The question then becomes: is the government going to realise that in time, which means either forcing the Brexiters within and outside the government to accept that or at least to face them down? This, supposedly, is what next week’s cabinet meeting is intended to result in, but we have heard that before. Perhaps the pressure of time and the pressure from businesses will yield results this time. I am not so sure, though, because even the softening of hard Brexit which seems to be under consideration seems to be a long way from realism, being based, still, on the ‘customs partnership’ idea and, now, on seeking single market membership for goods only. The former is an entirely untested and highly bureaucratic model, relying on high levels of trust and goodwill. The latter, I believe, seriously understates the complex inter-relationship between goods and services and, even if the EU accepted it I doubt it could be made to work in practice. I’ll post more on this if and when it emerges as government policy.
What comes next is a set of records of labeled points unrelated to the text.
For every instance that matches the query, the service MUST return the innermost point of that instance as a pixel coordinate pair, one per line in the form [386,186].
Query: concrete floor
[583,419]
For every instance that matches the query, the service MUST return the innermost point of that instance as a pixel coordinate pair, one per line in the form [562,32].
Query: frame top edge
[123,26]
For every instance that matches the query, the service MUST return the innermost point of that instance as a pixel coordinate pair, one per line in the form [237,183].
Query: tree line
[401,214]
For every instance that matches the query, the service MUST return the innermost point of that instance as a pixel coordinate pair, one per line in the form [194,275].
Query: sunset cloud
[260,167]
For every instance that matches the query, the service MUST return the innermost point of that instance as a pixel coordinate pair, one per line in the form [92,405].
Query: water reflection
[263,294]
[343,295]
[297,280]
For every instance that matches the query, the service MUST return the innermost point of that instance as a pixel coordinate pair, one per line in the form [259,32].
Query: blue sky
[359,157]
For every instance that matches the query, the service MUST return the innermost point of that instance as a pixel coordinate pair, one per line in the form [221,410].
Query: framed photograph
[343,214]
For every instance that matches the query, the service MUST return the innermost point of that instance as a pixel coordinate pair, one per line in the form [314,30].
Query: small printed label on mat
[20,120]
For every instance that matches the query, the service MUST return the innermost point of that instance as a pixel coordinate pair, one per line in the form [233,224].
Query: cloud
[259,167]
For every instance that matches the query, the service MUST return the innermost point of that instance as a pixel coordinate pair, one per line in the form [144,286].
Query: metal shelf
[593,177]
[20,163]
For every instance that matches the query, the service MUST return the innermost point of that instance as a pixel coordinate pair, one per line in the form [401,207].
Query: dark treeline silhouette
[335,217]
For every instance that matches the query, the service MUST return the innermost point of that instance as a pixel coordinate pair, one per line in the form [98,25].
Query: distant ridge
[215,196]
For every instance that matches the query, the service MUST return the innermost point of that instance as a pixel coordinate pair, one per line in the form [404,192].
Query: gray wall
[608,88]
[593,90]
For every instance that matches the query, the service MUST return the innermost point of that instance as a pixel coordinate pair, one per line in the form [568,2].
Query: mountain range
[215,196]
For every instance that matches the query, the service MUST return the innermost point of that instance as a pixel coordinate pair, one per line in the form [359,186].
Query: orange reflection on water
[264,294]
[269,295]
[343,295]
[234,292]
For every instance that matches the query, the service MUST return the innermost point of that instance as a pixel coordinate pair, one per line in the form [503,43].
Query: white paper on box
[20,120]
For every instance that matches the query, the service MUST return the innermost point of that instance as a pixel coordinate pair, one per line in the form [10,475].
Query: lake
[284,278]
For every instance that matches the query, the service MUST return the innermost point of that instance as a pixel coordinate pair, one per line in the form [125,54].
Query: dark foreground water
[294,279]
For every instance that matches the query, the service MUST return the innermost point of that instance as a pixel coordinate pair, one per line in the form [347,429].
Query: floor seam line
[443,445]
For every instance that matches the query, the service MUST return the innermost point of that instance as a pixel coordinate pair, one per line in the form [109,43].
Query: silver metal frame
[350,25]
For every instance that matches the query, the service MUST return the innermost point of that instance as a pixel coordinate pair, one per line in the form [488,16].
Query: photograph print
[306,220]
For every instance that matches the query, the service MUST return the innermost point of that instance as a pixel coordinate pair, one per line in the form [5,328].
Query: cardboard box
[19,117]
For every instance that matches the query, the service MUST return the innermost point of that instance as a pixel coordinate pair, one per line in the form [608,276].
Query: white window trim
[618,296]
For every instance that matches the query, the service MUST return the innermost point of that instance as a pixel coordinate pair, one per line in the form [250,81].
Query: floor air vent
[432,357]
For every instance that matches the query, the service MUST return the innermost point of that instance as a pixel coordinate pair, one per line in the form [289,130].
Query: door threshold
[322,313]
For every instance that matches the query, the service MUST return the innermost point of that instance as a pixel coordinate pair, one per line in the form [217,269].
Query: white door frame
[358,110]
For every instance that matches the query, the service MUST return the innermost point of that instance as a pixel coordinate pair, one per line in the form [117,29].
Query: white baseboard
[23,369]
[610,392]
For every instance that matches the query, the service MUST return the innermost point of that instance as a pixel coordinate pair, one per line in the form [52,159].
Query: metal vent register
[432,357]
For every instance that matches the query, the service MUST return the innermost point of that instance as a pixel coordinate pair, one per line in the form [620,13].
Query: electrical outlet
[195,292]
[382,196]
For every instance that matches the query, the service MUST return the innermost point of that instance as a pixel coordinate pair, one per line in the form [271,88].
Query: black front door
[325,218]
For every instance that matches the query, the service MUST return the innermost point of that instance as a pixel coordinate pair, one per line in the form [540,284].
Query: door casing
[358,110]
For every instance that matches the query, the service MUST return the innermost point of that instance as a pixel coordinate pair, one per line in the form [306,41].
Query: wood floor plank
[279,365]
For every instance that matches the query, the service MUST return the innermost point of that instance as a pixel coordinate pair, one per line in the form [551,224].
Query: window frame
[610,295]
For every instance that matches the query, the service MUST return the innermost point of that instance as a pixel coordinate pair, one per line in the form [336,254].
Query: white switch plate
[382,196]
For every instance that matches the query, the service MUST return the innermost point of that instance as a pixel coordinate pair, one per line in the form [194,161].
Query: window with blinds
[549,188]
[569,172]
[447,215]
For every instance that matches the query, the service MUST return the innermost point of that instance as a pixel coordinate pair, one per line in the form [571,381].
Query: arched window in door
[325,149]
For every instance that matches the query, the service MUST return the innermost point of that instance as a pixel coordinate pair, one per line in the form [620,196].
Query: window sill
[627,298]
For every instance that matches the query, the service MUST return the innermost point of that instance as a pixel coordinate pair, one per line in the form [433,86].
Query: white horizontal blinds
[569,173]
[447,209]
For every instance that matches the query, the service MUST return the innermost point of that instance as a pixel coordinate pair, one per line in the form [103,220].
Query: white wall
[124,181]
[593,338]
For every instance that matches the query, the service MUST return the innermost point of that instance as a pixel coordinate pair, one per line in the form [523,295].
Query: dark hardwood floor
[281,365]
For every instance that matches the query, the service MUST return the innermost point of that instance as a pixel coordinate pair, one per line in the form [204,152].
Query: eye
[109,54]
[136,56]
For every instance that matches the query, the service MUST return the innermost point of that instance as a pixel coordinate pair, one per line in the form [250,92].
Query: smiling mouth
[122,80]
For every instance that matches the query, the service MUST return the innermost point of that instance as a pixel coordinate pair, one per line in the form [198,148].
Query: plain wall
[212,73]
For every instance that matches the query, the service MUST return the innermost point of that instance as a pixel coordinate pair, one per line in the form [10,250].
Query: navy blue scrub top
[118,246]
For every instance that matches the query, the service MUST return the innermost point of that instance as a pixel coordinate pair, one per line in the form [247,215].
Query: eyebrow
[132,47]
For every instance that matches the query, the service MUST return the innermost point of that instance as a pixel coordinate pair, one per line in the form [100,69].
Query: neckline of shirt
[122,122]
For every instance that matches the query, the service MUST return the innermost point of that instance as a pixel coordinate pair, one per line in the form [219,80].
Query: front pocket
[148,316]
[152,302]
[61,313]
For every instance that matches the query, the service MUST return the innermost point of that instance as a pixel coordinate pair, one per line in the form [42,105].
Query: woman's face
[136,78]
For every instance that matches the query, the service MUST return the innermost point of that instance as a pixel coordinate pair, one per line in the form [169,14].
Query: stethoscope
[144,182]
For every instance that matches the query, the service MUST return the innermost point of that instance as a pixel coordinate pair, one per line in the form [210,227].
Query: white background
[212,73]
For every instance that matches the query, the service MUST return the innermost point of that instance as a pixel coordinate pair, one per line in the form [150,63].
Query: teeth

The fact that, thus far, the government have refused to face up to the real options available and the choices to be made is what is leading so many businesses to speak out now (and, it seems, many more are saying similar things privately). It is not simply about no deal Brexit versus hard Brexit, it is that even hard Brexit will damage them. In this sense, whilst it is true that businesses want clarity, it certainly does not follow that once they have clarity they will be happy to stay in the UK. It is just that they will then be able to make the decision as to whether to stay or not, with all that means for jobs and taxes which the Labour Party would do well to note. Thus clarity may be good for them, to allow them to make plans, but it won’t necessarily be good for the rest of us: for many manufacturing and services businesses the only clarity that will make them likely to stay would be for Britain, in fact or in very near effect, to stay in the single market and a comprehensive customs union.

In the absence of that, there probably won’t be big, immediate pull outs – especially where there are large sunk cost installations as in the car industry - but, rather, gradual disinvestment over many years. Indeed, there is already evidence of that as the government’s own figures show. But whilst ruling out the least economically damaging option, the government has not accepted what the alternatives must, by definition, be. What businesses are saying to them is that it’s time – in fact it’s long overdue – to get real. In that way, far from undermining the negotiations they are pushing for the only way in which the negotiations can make progress.